Who remembers them now? Time for a throwback on them?

21 January 2016

I do, I was there in 1986 in the studio as a young designer when the IAD Alien led by Martin Longmore (Exterior) and Marcus Hotblack (Interior) was launched at Turin and was the star of the show beating the Rover car to nearly all front covers apart from car Magazine. It caused quite a stir in Italy that IAD were never allowed back in the Carrozeria gallery ever again at Turin. I would say praise indeed. Forza IAD

21 January 2016

Next time I'm in the archives, I'll dig something out, chaps...

21 January 2016

Another car in AR's long line of "might have beens". The company's history is fascinating, not least for the massive effort and money invested over many years in developing, then dropping some potentially great concepts.
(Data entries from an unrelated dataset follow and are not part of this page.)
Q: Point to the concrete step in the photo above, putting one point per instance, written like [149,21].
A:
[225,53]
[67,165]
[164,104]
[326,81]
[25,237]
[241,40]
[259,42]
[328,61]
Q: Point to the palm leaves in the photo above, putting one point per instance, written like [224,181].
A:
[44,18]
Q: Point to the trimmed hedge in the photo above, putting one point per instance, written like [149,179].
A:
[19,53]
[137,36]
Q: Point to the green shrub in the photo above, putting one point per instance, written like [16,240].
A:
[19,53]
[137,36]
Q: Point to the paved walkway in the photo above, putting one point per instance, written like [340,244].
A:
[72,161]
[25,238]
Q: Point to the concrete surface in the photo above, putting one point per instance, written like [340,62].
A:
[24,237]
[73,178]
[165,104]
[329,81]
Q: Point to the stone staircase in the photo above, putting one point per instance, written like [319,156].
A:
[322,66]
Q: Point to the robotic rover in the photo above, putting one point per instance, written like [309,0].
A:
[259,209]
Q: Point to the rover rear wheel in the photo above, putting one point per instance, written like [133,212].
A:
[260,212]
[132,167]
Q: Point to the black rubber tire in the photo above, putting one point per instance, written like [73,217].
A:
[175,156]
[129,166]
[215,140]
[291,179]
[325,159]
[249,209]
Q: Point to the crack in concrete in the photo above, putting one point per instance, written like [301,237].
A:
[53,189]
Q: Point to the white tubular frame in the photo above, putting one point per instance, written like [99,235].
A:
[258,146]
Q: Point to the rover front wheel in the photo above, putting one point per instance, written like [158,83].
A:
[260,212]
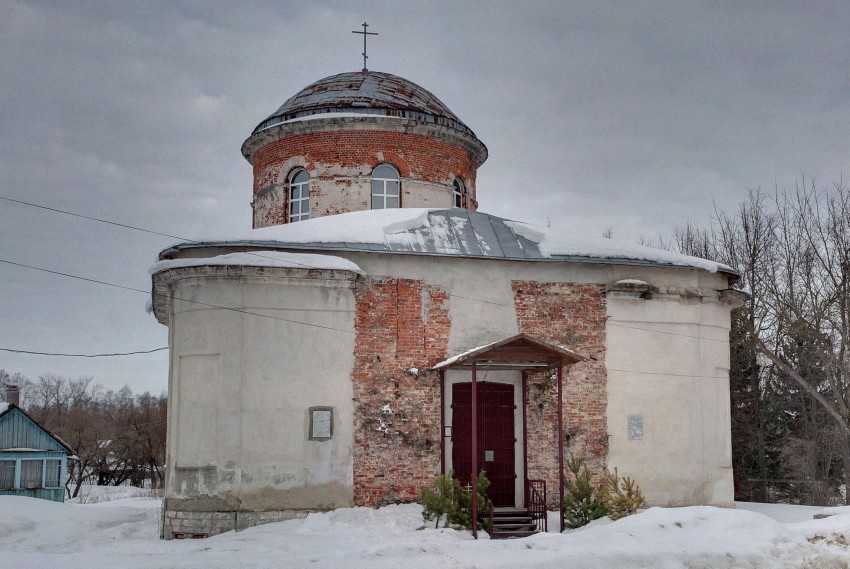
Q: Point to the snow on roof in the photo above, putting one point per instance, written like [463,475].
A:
[457,232]
[333,115]
[263,259]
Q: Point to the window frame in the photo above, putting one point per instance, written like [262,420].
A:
[303,198]
[17,471]
[37,480]
[14,468]
[458,193]
[312,432]
[384,181]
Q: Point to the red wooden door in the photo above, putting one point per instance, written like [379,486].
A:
[496,442]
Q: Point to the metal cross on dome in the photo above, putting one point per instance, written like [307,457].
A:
[365,33]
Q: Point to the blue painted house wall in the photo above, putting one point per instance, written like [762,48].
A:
[30,457]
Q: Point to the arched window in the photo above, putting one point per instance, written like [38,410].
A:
[385,187]
[458,193]
[299,196]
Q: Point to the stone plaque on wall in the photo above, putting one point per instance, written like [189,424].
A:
[635,427]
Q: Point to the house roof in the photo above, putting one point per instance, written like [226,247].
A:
[11,407]
[519,352]
[445,232]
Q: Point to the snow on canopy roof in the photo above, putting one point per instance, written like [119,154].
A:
[263,259]
[521,351]
[450,232]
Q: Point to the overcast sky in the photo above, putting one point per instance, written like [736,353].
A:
[635,116]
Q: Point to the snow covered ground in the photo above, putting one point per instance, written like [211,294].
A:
[122,533]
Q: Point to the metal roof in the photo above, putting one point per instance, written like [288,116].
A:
[370,92]
[453,232]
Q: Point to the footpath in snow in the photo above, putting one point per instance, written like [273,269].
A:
[123,533]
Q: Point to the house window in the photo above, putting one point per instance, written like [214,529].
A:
[385,187]
[299,196]
[52,473]
[459,193]
[321,423]
[7,474]
[31,473]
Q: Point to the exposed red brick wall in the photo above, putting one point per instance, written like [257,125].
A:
[571,315]
[400,324]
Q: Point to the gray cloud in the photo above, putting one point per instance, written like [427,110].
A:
[636,116]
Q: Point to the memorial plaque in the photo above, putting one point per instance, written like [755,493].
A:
[635,427]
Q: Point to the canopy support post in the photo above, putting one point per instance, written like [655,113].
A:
[474,471]
[560,442]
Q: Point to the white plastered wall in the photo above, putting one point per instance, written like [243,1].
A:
[241,386]
[668,369]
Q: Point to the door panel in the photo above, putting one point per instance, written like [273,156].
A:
[496,444]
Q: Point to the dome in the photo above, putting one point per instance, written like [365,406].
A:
[367,92]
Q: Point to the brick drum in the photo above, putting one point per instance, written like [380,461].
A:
[571,315]
[335,158]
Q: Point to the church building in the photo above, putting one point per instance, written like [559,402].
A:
[330,355]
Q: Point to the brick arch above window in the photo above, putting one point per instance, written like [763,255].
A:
[395,160]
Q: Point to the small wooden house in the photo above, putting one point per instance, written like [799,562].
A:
[33,462]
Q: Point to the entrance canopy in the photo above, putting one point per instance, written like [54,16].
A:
[520,352]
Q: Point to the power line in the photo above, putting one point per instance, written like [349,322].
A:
[90,218]
[82,355]
[145,292]
[305,265]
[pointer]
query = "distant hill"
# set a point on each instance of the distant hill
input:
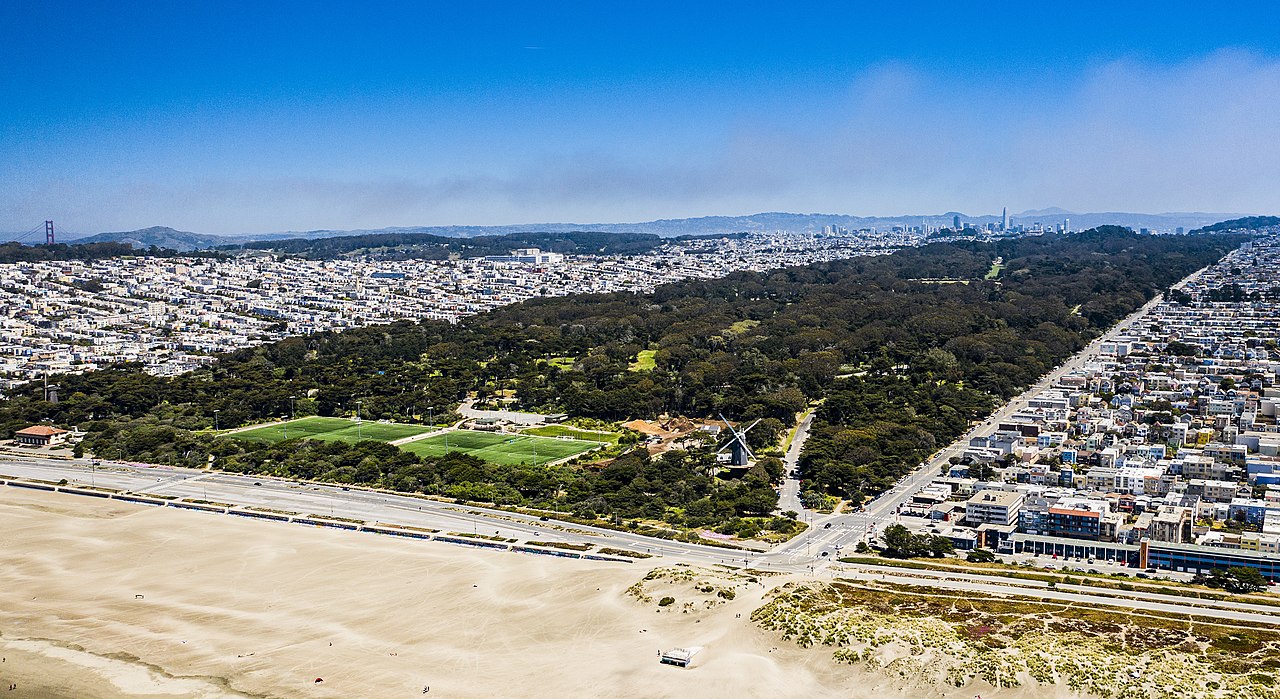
(1248, 223)
(796, 223)
(160, 236)
(425, 246)
(670, 228)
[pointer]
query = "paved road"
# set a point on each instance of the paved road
(813, 551)
(1002, 589)
(790, 496)
(526, 419)
(835, 533)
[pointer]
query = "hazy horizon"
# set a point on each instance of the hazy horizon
(286, 118)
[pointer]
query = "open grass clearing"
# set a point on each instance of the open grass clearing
(501, 447)
(644, 361)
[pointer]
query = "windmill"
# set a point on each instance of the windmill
(740, 455)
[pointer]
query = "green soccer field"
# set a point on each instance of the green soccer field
(332, 428)
(501, 448)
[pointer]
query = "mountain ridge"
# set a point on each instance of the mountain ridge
(161, 236)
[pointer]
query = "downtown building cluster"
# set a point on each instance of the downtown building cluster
(1161, 449)
(176, 314)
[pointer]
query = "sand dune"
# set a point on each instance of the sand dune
(105, 599)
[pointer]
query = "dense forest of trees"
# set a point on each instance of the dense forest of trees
(18, 252)
(425, 246)
(1247, 223)
(903, 350)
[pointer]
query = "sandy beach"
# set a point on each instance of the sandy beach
(109, 599)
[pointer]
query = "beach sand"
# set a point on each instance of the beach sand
(109, 599)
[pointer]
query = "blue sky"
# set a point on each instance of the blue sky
(234, 118)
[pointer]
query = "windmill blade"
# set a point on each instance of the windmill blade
(732, 429)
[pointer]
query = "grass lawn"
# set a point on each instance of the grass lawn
(644, 361)
(501, 448)
(572, 433)
(563, 364)
(332, 428)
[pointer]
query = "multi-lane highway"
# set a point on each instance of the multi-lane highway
(816, 548)
(813, 551)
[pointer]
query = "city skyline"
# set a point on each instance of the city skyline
(228, 120)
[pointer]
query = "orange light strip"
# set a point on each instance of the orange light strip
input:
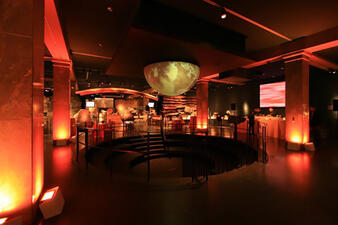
(54, 39)
(49, 194)
(92, 55)
(94, 91)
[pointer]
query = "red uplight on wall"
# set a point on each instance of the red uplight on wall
(272, 95)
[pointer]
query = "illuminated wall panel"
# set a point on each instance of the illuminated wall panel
(297, 101)
(272, 95)
(61, 100)
(21, 107)
(202, 104)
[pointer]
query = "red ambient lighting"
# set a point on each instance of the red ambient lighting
(94, 91)
(49, 194)
(3, 220)
(272, 95)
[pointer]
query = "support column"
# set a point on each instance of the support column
(297, 101)
(202, 104)
(21, 108)
(61, 102)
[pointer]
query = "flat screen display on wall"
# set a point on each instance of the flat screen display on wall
(90, 104)
(272, 95)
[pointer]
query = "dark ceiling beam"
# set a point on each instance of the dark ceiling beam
(54, 39)
(325, 39)
(242, 17)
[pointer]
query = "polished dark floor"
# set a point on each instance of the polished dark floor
(292, 188)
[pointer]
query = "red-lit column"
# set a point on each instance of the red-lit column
(61, 102)
(21, 108)
(297, 100)
(202, 104)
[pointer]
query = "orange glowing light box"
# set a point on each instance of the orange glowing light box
(3, 220)
(49, 194)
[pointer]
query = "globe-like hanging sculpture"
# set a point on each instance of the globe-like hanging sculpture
(171, 78)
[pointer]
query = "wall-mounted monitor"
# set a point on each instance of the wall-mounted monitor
(272, 95)
(90, 104)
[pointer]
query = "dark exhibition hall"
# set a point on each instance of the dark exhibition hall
(168, 112)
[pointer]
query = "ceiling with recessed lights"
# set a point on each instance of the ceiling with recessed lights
(119, 38)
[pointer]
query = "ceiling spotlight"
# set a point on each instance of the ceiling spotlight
(110, 9)
(224, 15)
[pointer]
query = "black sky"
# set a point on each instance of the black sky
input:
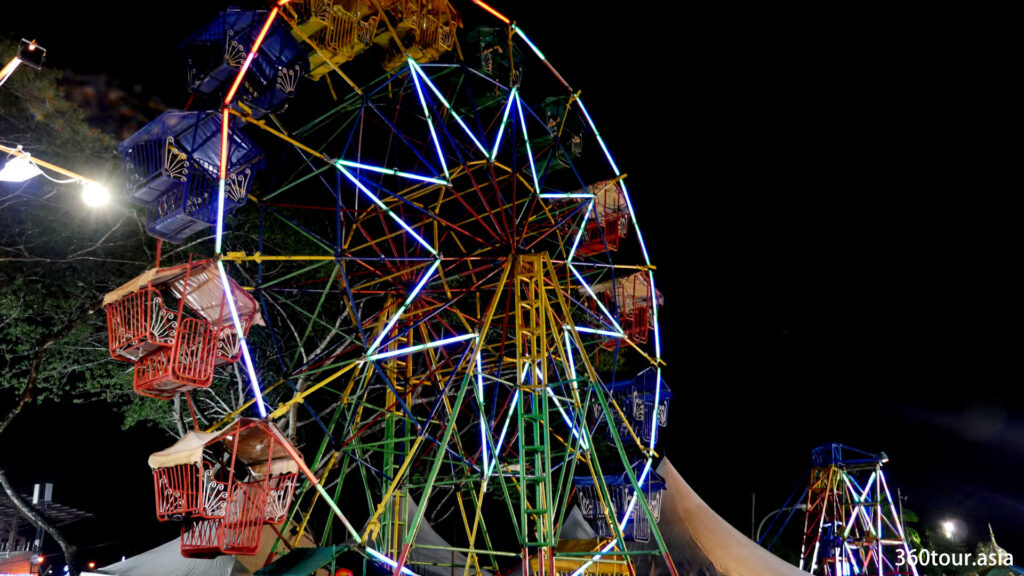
(825, 280)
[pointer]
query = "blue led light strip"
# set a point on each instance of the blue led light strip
(572, 427)
(561, 196)
(609, 333)
(394, 216)
(401, 310)
(483, 418)
(242, 340)
(525, 137)
(596, 299)
(391, 171)
(455, 114)
(583, 228)
(501, 129)
(430, 123)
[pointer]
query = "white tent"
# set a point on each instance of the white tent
(166, 560)
(701, 543)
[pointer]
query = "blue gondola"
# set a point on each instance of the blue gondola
(620, 490)
(172, 167)
(636, 398)
(216, 52)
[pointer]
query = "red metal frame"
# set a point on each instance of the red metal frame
(173, 352)
(633, 297)
(611, 222)
(178, 490)
(225, 513)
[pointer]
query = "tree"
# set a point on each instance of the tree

The ARonline website is well worth a look for anyone interested in the company's tortuous (and sometimes plain tortured!) history. Actually, this one is not one of my favourites. It's a bit too much of an 80's Mitsubishi / Honda mash-up for my taste.

21 January 2016

Yeah I remember them, they were based in Worthign and when they went t*ts up Daewoo bought them.

26 January 2016

The CCV was a fantastic looking car and really should have gone into production. Subaru tried to do something similar with the SVX a few years later but didn't quite pull it off so well. The 800 coupe which did get made was still a good looking car but the 800 hatchback was always my preferred choice for its family likeness (side on at least) to the SD1. The Ex-E, with its 6R4 mechanicals was the one I really would have liked to have seen on the road. It would have been one gorgeous beast. It's tragic for the nation that such wonderful cars didn't get built. Sadly investment funds were lacking due to too much money having been bled away by years of strikes because gullible workers fell for the lies of the Kremlin-controlled unions.